The Scottish Secondary Teachers' Association representing 8500 teachers in Scotland's secondary schools today attacked proposals for the arrangements for the new examinations to replace the current Standard Grades.

In a message to members, Ann Ballinger, General Secretary of the SSTA criticised the current proposals for the assessment mechanisms.

"Members of the SSTA at their recent Council meeting passed a motion demanding that action is taken to prevent the introduction of a two-tier system of assessment which will penalise the least able pupils in Scotland. Under the proposals, pupils who will sit the examinations intended to replace the current Credit examinations, will have at least one examination paper which is externally marked. Pupils sitting General and Foundation replacement examinations will sit papers marked only within the school.

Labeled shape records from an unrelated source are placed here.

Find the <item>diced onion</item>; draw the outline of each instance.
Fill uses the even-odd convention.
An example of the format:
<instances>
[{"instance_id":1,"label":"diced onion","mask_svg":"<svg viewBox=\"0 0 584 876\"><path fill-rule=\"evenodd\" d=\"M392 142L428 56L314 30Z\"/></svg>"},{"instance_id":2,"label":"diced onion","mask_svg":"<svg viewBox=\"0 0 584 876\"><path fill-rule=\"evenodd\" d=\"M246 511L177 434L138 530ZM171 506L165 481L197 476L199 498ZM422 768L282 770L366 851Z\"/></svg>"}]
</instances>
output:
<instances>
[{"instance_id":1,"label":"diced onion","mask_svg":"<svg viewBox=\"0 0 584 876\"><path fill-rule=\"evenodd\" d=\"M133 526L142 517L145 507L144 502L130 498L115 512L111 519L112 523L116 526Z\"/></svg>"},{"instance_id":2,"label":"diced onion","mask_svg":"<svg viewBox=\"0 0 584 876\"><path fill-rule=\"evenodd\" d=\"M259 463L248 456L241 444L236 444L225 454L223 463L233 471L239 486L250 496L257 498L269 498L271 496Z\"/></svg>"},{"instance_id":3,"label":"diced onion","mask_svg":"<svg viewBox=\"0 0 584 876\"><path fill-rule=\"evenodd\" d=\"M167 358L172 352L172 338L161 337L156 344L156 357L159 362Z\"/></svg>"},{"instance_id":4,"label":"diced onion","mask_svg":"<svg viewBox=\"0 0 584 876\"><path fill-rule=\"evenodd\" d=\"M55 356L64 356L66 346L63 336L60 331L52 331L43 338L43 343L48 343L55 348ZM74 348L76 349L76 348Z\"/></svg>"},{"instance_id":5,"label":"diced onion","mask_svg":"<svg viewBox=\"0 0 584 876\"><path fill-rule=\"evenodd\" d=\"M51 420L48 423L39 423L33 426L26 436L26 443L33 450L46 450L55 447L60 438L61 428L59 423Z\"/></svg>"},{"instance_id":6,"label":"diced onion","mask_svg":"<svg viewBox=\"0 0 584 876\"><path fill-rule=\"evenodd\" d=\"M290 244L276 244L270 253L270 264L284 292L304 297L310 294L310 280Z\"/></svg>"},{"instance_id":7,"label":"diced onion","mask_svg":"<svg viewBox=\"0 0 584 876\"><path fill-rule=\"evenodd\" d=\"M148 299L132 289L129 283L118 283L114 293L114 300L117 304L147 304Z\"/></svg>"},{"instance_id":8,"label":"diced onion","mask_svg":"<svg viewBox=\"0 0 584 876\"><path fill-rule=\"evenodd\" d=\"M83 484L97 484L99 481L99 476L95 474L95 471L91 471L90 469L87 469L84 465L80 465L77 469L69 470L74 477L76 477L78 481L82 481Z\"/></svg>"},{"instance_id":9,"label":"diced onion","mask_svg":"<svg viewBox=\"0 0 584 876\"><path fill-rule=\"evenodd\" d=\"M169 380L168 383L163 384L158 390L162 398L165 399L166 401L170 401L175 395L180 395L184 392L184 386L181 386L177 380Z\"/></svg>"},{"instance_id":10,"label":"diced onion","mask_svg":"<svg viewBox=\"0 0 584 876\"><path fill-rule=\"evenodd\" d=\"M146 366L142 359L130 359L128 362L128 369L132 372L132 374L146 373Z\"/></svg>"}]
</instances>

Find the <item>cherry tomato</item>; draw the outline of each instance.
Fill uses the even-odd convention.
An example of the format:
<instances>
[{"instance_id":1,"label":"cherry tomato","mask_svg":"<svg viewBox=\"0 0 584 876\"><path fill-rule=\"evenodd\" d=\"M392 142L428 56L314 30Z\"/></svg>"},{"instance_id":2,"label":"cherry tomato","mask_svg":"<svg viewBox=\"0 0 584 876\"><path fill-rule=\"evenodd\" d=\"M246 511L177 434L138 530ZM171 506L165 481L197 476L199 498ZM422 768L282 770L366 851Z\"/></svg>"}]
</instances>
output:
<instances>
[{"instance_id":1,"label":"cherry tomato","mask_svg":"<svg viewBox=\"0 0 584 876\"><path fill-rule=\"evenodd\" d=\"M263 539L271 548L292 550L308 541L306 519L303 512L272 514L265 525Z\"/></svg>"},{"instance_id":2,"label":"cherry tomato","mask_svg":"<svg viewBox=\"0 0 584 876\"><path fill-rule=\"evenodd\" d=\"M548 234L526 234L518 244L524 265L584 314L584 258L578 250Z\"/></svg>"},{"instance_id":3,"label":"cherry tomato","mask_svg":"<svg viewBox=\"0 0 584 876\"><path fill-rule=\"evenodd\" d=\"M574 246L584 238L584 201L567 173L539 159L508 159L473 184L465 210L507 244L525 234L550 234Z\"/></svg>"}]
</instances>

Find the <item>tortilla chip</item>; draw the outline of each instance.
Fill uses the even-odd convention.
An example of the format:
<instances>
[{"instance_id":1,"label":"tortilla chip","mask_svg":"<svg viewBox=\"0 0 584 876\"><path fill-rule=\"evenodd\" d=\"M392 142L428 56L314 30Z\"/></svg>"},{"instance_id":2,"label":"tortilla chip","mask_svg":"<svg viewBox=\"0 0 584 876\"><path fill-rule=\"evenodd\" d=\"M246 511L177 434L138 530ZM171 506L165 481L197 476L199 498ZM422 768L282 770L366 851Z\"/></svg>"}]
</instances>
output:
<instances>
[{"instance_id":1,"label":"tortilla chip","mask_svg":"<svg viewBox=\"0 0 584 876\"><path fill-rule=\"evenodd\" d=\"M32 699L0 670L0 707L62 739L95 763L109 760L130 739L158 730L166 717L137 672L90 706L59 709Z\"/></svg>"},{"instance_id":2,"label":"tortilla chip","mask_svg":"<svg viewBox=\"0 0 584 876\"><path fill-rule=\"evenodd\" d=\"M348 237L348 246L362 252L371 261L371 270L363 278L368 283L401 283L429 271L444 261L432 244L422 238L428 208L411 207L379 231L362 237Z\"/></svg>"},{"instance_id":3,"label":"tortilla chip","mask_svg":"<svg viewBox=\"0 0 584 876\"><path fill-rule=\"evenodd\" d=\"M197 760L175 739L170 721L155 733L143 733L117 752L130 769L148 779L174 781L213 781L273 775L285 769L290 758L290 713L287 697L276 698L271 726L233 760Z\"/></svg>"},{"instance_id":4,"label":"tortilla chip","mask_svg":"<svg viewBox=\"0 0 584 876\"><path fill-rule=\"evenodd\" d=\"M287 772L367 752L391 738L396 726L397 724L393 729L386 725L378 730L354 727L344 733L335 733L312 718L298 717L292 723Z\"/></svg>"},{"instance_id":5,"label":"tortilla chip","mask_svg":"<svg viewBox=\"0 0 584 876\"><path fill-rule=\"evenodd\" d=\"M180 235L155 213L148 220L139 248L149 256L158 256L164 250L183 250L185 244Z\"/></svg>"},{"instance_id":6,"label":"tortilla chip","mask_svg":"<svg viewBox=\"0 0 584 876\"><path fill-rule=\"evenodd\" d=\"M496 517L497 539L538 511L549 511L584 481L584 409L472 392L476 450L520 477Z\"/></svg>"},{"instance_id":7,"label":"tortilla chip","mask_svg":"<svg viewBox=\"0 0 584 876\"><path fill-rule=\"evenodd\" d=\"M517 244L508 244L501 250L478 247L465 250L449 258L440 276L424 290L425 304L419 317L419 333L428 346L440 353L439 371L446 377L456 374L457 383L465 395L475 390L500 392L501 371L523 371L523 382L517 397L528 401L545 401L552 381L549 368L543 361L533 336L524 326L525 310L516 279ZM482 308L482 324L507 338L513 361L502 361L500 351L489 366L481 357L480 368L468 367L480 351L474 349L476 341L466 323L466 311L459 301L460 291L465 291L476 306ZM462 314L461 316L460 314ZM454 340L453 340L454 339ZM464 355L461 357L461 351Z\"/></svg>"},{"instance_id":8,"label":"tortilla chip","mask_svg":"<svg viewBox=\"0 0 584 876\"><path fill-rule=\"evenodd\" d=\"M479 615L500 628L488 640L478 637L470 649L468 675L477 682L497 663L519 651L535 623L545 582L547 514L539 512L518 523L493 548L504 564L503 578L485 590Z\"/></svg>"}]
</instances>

Mrs Ballinger continued, criticising these proposals as driven by financial considerations:

"There is no doubt that whatever is intended, examinations marked within the school will never lead to qualifications which will gain the same degree of acceptance as those marked by external markers. These proposals are made solely on the basis of minimum cost with no consideration given to their impact on young people.

"Both the Scottish Government and SQA have a duty to ensure that the Scottish qualification structure is fit for purpose and allows equality of opportunity for all young Scots. If these proposals are implemented they are clearly failing in that duty.

"The SSTA must also comment on level of funding available to support the writing of new courses for Curriculum for Excellence. Councils across Scotland are struggling to deal with unprecedented financial pressures. There is quite simply no money available for training courses or for supply cover for teachers undertaking development work. Consequently teachers have to make a choice of using their available time either to concentrate on existing pupils or produce material for the new courses.

Staffing levels in every school are being reduced and remaining staff have to work harder simply to maintain existing standards. The resources required to produce new courses for Curriculum for Excellence at school level simply do not exist.

It is unacceptable to damage the prospects of the current Primary 7 pupils by introducing them to a secondary curriculum which is, at best, only partially developed. The process will not work. We need to ensure this implementation is right first time and to do that we need concrete information, time and resources to prepare a fully developed curriculum with appropriate and fair examination structures. This will not happen in 2010.

For further information please contact Ann Ballinger, General Secretary on 0131 313 7300.

Additional background information

Motion passed at Council

In line with the unanimous decision taken at Congress, the Association calls on the Scottish Government to reconsider the proposal that courses at National level 4 are certificated using only internal assessment mechanisms.

The level 4 courses will represent the highest level of attainment for many pupils in the relevant subject. No qualification relating to such a course should be solely internally assessed. The retention of external assessment is essential and would ensure:

• the maintenance of standards and rigour associated with the current Standard Grade General and Intermediate 1 examinations

• the avoidance of a two tier examination system

• parity of esteem and equality of opportunity for the maximum number of pupils

• a reduction in the volume of new external moderation and additional marking for teachers

• The Association believes that the change to internal assessment is driven by financial rather than educational considerations.

• The Association calls for urgent talks with the Cabinet Secretary for Education to discuss this matter further.